The instant I looked at my friends I knew my suspicions of the morning were correct. They were perfectly frank about it. The men were both implicated. Nastasia was not directly concerned in the affair, but she was one of the group, and consequently in constant fear of being taken as a suspect. Indeed, the very name I knew her by, and her passport, were newly acquired, and under dramatic circumstances. She had been “working” in Moscow previous to the December insurrection, and under her own name was sought by the police. During the barricade-fighting Nastasia saw a girl comrade shot down near her. With sudden inspiration she bent over the dead girl and drew forth her passport, then quickly slipped her own passport into the place of the one she was taking. Nastasia’s name appeared in the list of the dead, and thenceforth she was known by the name of the girl who had fallen on the barricades.
Escape from St. Petersburg, and if possible from Russia, was the subject of their discussion. They had come to my house because they feared their own quarters would be suspected and watched. Presumably mine was a “white” house on the police records.
These “soldiers of the revolution” were naturally elated at the success of the coup, but frightfully depressed by the loss of life which had attended the “expropriation.” One thing only now lay before them—the getting away. The police were ransacking every house in the city. Orders were issued that afternoon that doorkeepers should report before morning if any one without a passport remained over night in any house. Ordinarily there is a grace of three days, but this fresh order commanded reports to be made before daybreak. Eighty arrests had already been made. The railway stations were filled with police spies and gendarmes, and every person leaving by any train was scrutinized. The wagon roads were covered by soldiers, and the boats leaving the ports were observed as carefully as the trains. Sasha was inclined to risk remaining in the city for a day or two at least, but Nastasia, knowing that to be caught meant immediate execution, would not hear of delay. She was determined that Sasha at least should hasten to safety that night. I had no suggestions to make, though I wished them well, and went out to supper, leaving them still discussing a possible plan. I returned about nine-thirty. The three were still there, and with a plan worked out.

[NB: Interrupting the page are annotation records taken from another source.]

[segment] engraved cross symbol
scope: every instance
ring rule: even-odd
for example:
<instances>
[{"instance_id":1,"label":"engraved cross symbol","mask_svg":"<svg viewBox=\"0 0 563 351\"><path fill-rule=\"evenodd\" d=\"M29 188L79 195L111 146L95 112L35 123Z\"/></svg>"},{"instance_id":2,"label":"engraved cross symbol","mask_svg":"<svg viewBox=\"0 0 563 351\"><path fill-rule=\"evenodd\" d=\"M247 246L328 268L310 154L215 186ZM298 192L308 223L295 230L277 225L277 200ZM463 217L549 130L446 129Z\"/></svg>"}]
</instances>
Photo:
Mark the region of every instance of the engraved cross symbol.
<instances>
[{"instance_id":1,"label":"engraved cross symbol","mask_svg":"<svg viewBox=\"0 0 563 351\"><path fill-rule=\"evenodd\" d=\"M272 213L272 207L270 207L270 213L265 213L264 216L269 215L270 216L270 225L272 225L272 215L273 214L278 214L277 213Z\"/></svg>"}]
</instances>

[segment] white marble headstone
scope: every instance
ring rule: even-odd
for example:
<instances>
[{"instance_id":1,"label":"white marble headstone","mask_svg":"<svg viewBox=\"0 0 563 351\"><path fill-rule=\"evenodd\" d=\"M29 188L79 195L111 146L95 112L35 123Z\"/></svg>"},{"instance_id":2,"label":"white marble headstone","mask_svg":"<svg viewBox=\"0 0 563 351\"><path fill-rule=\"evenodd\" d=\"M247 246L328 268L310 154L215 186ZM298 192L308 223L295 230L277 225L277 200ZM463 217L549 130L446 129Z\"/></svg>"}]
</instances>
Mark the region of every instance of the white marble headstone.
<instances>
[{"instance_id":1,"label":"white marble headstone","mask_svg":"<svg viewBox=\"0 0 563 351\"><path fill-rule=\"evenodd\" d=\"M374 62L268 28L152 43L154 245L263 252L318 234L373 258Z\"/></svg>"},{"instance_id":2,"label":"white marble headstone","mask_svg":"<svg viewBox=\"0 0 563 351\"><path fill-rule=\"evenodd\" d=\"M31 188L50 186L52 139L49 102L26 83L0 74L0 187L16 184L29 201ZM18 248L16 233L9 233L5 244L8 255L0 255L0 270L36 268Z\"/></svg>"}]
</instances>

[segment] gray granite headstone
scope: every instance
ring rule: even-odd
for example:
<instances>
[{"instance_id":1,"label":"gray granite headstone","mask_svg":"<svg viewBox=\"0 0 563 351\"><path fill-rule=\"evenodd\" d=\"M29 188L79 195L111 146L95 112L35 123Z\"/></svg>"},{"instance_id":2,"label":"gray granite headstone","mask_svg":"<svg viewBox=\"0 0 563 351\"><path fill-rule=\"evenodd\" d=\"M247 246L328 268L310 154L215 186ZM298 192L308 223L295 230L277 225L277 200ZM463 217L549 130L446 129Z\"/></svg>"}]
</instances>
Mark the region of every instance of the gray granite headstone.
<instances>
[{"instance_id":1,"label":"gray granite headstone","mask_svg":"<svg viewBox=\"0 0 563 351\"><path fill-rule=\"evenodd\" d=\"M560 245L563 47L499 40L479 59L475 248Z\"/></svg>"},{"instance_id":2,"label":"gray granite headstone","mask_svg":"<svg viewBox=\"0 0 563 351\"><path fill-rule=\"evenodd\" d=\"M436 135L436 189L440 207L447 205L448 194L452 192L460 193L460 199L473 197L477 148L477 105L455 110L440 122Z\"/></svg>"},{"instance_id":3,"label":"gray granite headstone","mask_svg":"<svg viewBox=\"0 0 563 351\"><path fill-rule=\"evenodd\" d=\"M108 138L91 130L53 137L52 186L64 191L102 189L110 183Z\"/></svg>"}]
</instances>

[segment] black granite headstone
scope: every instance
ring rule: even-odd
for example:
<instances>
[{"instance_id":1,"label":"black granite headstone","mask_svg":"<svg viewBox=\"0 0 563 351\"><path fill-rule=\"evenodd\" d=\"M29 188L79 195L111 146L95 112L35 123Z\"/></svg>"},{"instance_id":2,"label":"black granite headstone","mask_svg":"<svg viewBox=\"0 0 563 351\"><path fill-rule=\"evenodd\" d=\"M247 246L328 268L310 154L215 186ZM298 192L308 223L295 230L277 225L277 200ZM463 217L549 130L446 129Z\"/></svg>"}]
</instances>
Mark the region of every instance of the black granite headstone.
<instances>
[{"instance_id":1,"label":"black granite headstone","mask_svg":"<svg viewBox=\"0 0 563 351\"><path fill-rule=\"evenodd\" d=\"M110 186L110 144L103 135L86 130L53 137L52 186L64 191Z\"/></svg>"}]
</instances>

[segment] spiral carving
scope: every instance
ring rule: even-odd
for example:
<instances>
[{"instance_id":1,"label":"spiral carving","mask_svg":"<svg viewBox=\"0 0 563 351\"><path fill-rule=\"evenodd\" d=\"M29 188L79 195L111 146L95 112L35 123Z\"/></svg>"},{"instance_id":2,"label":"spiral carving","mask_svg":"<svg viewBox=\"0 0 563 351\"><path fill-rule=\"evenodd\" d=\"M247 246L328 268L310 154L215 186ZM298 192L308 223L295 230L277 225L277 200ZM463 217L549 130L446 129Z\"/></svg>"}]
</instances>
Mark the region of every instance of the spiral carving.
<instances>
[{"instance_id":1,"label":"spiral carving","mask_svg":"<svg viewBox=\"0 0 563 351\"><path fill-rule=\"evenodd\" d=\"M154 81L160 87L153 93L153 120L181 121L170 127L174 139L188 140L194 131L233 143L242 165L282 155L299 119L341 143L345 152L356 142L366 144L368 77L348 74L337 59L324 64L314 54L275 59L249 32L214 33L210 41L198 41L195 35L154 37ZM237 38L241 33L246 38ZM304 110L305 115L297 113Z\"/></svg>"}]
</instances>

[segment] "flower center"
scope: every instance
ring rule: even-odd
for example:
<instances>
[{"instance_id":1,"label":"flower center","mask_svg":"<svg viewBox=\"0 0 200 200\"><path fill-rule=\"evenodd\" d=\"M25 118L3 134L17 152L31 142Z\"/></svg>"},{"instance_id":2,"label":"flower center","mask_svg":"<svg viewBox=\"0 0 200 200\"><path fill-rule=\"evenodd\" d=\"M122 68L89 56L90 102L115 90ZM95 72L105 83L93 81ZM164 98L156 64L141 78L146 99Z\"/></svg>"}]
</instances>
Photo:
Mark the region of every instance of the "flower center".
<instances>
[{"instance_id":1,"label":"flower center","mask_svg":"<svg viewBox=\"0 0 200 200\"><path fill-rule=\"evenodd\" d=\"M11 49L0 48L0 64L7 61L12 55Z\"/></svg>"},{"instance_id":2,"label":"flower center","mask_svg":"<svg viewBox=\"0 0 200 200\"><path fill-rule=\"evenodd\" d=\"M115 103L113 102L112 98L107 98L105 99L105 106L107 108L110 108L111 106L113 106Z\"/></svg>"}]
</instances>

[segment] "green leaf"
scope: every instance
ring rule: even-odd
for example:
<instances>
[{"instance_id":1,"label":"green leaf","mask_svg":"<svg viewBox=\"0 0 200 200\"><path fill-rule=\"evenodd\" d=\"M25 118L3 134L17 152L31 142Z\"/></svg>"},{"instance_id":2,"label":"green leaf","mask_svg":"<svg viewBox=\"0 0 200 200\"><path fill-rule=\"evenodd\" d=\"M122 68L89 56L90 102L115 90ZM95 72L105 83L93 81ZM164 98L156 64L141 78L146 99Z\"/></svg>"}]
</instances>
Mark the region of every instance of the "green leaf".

Sasha was to dress as a foreigner—say an Englishman—and taking me for a companion, he would boldly take the night train to Helsingfors in Finland. Nastasia and the other man had each a different idea for themselves. I was not keen to start upon this expedition. But they were my friends. Furthermore, Nastasia had once seen me through an exceedingly ticklish experience, and this was the first time she had asked anything of me. When I hesitated she pleaded so earnestly that I finally consented to the plan.
There was no time to lose. Sasha donned one of my overcoats, an obviously English hat, threw a steamer-rug over one arm, picked up a top hat-box, and we were off. The heavy end of the trip fell to me. Sasha was to know no Russian whatsoever. I, with my scant traveler’s vocabulary, was to do all of the interpreting that might be necessary. Sasha, unfortunately, knew not a word of English. Our conversation had, therefore, to be in German. The danger was increased considerably by the fact that Sasha had no passport at all. Masquerading as an English traveler there was small use of his having anything but an English passport—which, of course, was not procurable on the moment. I held my usual American passport.
Ten-thirty had long been the hour of departure of the Helsingfors train. It was twenty-six minutes past the hour when Sasha and I dismissed our carriage and walked slowly and with a degree of nonchalance into the station. Gendarmes stood in rows between the ticket office and the platform. Sasha was magnificently steeled for the ordeal. He knew we would be looked over by perhaps a score of eyes, and a single suspicious movement might lead to discovery. He stopped near the middle of the station and lighted a cigarette while I stepped to the wicket to purchase the tickets.
“Two first-class tickets to Helsingfors by the ten-thirty train.”
“It is gone, sir.”
“What! Gone! But it is not yet ten-thirty!”